As he made himself a chamomile tea in the kitchen, Charles thought how tiresome it would be, though, if his biographer were an intelligent, sensitive man capable of understanding his life from within. If the real materials of his life, expertly ferreted out and felt, were to be forced into the mold of a traditional biography, a form in search of a trajectory, an imperative that produced a destiny—well, that would be truly intolerable. He was an elusive man, a seducer, a diplomat, an artist in reticence, a genius of the vague. No, Tremble was perfect; he’d found his ideal biographer.
After George died, Ray went through a long period of uncertainty. George’s disease had lasted fifteen months and during that time Ray had stopped seeing most of his old friends. He’d even quarreled with Betty, his best friend. Although she’d sent him little cards from time to time, including the ones made by a fifty-year-old California hippie whom she represented, he hadn’t responded. He’d felt all the more offended that she’d forgotten how sickening he thought the pastel leaves and soppy sentiments were.

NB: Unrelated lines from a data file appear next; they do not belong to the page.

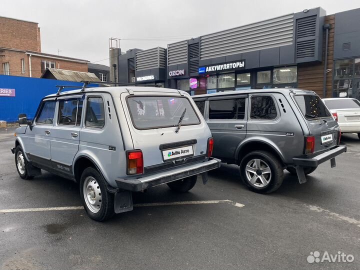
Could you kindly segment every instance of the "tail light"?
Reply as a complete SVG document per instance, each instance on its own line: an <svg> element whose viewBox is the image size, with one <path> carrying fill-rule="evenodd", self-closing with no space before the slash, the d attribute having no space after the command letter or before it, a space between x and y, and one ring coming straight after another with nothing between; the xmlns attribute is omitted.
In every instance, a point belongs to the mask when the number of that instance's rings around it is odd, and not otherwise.
<svg viewBox="0 0 360 270"><path fill-rule="evenodd" d="M128 174L138 174L144 173L142 152L140 150L126 152Z"/></svg>
<svg viewBox="0 0 360 270"><path fill-rule="evenodd" d="M314 153L315 148L315 137L314 136L306 136L305 140L305 154Z"/></svg>
<svg viewBox="0 0 360 270"><path fill-rule="evenodd" d="M214 150L214 138L212 137L208 139L208 150L206 156L210 158L212 156L212 150Z"/></svg>
<svg viewBox="0 0 360 270"><path fill-rule="evenodd" d="M337 112L332 112L332 116L334 116L335 120L336 120L336 122L338 122L338 113Z"/></svg>

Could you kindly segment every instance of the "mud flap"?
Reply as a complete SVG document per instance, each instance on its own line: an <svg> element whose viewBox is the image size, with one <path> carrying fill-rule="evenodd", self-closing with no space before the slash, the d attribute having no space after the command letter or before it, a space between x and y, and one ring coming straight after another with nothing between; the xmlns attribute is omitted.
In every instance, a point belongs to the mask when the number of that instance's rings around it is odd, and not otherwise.
<svg viewBox="0 0 360 270"><path fill-rule="evenodd" d="M296 170L296 174L298 174L298 178L299 180L299 183L304 184L306 183L306 180L305 177L305 173L304 171L304 167L300 166L296 166L295 167L295 169Z"/></svg>
<svg viewBox="0 0 360 270"><path fill-rule="evenodd" d="M208 182L208 172L202 172L200 175L202 178L202 184L205 184Z"/></svg>
<svg viewBox="0 0 360 270"><path fill-rule="evenodd" d="M336 161L335 161L335 158L332 158L330 160L330 164L331 165L332 168L336 167Z"/></svg>
<svg viewBox="0 0 360 270"><path fill-rule="evenodd" d="M31 163L28 162L27 164L28 175L30 176L38 176L42 175L41 169L33 166Z"/></svg>
<svg viewBox="0 0 360 270"><path fill-rule="evenodd" d="M122 190L115 193L114 210L116 214L132 211L133 208L132 192Z"/></svg>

George had been a terrible baby throughout his illness, but then again Ray had always babied him the whole twelve years they’d been together, so the last months had only dramatized what had been inherent from the beginning. Nor had George’s crankiness spoiled their good times together. Of course they’d lived through their daily horrors (their dentist, an old friend, had refused to pull George’s rotten tooth; George’s mother had decided to “blame herself” for George’s cowardice in the face
of pain), but they still had had fun. Ray leased a little Mercedes and they drove to the country whenever George was up to it. A friend had given them a three-hundred-dollar Siamese kitten he’d found at a pet show and they’d named her Anna, partly because of Anna and the King of Siam and partly in deference to an ancient nickname for Ray. They both showered her with affection.
Which she reciprocated. Indeed, the more they chased away their friends, the more they relished her obvious liking for them. When they’d lie in bed watching television at night, they’d take turns stroking Anna. If she purred, they’d say, “At least
she
likes us.” After George became feeble and emaciated, he would ignore his mother and father and would play with Anna if he had the strength and berate Ray for something or other.
George would become very angry at Ray for not calling to find out the results of his own blood test. “You’re just being irresponsible,” George would say, “to yourself.” But Ray knew that the test would tell him nothing—or tell him that yes, he’d been exposed to the virus, but nothing more. And besides, there was no preventive treatment. Anyway, he owed all his devotion to George; he didn’t want to think for a second about his own potential illness.